Alibaba’s market value is under $300 billion, against about $1.5 trillion for its U.S. counterpart, Amazon.com.

Qilai Shen/Bloomberg

Alibaba Group Holding is probably “the cheapest company in the world” outside of Russia as investors put a high China risk premium on the e-commerce giant, according to Daniel O’Keefe, a managing director and portfolio manager at Artisan Partners.

Speaking at a roundtable group discussion Tuesday with other value-oriented portfolio managers, O’Keefe said that Alibaba (ticker: BABA) is “one of the cheapest stocks I’ve ever seen, especially for a business of that quality with that financial strength.”

The discussion, called Invaluable Insights, was sponsored by Ariel Investments and included John Rogers of Ariel, Bill Miller of Miller Value Partners, David Herro of Oakmark Funds, and Barron’s Roundtable member Mario Gabelli.

Alibaba shares are down 55% in the past year to $102 and trade for a third of their 2020 high. Their value began tumbling after the Chinese government cracked down on a company they viewed as too dominant. Alibaba’s current market value is under $300 billion, against about $1.5 trillion for its U.S. counterpart, Amazon.com (AMZN).

Said O’Keefe: “Alibaba trades for a single-digit multiple of free cash flow and three or four times EBIT [earnings before interest and taxes]. So, you know, it’s the largest e-commerce company in the world that is levered to digitization and the expansion of the increasing wealth of the consumer and middle class in China.”

 The stock trades for about 12 times projected earnings per share in its March 2023 fiscal year. J.P. Morgan analyst Alex Yao, who is bullish on the stock, wrote recently that net cash and equity investments at Alibaba total about $44 per share, or more than 40% of its stock price. By Yao’s math, investors effectively get Alibaba’s e-commerce business for free when factoring in the cash and investments and its cloud-computing operations.

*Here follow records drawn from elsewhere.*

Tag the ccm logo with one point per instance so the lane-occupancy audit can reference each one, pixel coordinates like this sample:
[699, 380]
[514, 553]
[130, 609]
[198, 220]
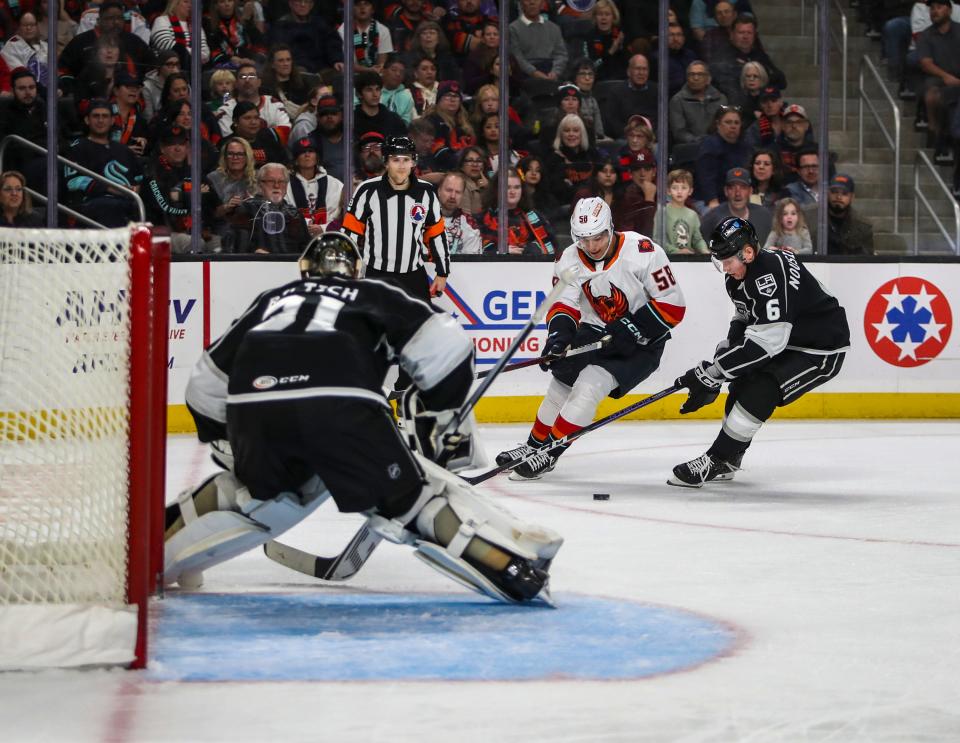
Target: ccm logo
[267, 382]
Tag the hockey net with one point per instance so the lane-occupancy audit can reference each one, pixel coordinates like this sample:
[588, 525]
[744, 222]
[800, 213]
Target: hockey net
[83, 361]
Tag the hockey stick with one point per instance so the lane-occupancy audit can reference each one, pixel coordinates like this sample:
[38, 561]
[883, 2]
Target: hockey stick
[566, 278]
[571, 437]
[337, 568]
[595, 346]
[364, 542]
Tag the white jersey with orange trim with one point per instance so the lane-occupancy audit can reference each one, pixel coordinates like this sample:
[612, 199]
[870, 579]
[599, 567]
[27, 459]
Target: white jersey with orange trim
[635, 278]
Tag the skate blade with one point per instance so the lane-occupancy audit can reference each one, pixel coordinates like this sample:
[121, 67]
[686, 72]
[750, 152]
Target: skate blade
[460, 571]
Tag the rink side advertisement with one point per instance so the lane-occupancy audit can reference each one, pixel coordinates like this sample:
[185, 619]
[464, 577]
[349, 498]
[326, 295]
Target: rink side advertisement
[904, 358]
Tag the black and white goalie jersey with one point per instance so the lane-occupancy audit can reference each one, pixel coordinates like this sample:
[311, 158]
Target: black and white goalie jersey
[329, 337]
[780, 306]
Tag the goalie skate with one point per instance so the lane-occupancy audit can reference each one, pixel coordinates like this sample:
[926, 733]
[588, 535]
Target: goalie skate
[535, 467]
[469, 577]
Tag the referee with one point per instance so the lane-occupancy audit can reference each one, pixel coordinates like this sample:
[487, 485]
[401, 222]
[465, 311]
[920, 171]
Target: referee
[396, 218]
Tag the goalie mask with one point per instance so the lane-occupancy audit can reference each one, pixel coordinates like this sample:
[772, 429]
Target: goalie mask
[331, 254]
[591, 218]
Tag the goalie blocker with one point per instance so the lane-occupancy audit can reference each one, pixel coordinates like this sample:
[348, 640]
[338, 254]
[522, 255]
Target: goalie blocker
[295, 385]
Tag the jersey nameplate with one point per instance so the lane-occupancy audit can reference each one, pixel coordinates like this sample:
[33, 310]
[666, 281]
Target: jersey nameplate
[767, 285]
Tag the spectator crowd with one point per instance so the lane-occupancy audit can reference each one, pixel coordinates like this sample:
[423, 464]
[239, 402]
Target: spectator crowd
[581, 118]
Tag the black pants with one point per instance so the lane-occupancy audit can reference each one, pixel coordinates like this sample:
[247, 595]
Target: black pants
[783, 380]
[351, 443]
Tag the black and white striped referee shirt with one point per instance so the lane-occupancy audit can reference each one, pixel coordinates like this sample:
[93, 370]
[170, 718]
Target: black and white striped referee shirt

O’Keefe said: “Everyone just goes, ‘Oh my God, regulation, the Chinese government.’ But you look at the facts, what have they done? Well, they’ve intervened on merchant exclusivity, so they’ve made platforms more competitive. They’ve intervened on payments exclusivity, so they’ve made payments systems more competitive. And they’ve intervened on network exclusivity to make networks more interoperable and more competitive.”

“None of those things are irrational and none of them are outside the bounds of what any developed world regulator would like to do, but cannot because they have to do it through the legislative process, which takes a longer time and it’s harder. So we don’t view what has been done as irrational, albeit it’s happened within the context of a command economy where they can do whatever they want,” he said.

Noting that the Chinese government has pushed the company to make certain investments, O’Keefe said: “And if those investments were excluded, you know, the EV [enterprise value] multiple would go down by another 40%, because they’re consuming 25, 30% of their profits on some of these investment areas. Which they just recently said, and this is significant, they’re going to start to taper. So, you know, it’s an extraordinarily cheap security, I think more than discounting the fact that it’s in China.”